Ogden knelt beside the dead wizard. Placing a hand on Cole's chest, Ogden felt the dying warmth there. The man could not have died last night. He must have been alive not long before Enid's visit this morning.

There were no violent marks on the body, though black ink stained the mage's once fine blue tunic. It pooled on the floor beside the corpse, and a gleaming black trail ran under the table. Ogden followed the trail to find the tumbled ink pot resting against the foot of the table. He left it where it lay and finished examining the body.

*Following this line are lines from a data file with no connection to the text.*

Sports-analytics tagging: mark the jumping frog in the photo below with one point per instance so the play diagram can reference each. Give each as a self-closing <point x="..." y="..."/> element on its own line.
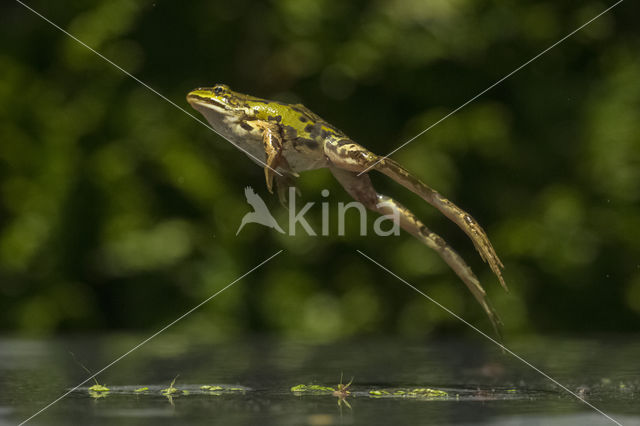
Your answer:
<point x="288" y="139"/>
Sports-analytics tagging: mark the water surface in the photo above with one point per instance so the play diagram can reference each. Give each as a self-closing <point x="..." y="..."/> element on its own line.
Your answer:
<point x="249" y="381"/>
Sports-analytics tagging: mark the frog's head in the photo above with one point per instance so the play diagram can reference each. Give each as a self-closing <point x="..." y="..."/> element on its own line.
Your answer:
<point x="222" y="107"/>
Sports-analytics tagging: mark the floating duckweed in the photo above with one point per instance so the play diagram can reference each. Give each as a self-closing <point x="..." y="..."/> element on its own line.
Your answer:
<point x="171" y="389"/>
<point x="210" y="387"/>
<point x="413" y="393"/>
<point x="99" y="388"/>
<point x="428" y="392"/>
<point x="311" y="389"/>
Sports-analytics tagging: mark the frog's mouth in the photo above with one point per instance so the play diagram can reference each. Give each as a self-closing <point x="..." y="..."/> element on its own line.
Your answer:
<point x="197" y="100"/>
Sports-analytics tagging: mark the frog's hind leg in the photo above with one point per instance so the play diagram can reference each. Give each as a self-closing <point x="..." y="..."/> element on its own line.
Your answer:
<point x="272" y="141"/>
<point x="351" y="156"/>
<point x="361" y="189"/>
<point x="283" y="183"/>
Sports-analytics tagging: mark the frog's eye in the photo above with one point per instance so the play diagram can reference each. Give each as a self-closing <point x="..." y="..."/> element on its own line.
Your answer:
<point x="219" y="89"/>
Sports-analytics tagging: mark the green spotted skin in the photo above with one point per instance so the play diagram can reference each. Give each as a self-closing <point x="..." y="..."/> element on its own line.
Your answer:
<point x="294" y="139"/>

Cole's face had frozen in a faint grimace. His black mustache looked crooked against his final expression, and his eyes were closed. His arms and legs were bent as from a fall, but none seemed broken. Ogden noticed a dark smudge on Cole's right hand. He rose to look at the desktop once more.

Cole had been writing letters before he died. At first glance they appeared innocuous, friendly missives to friends or relatives. Ogden noticed that all of them were finished; none ended suddenly, as he had expected. One must be missing.

Someone cleared his throat at the door. Ogden looked up

to see the villagers looking back impatiently.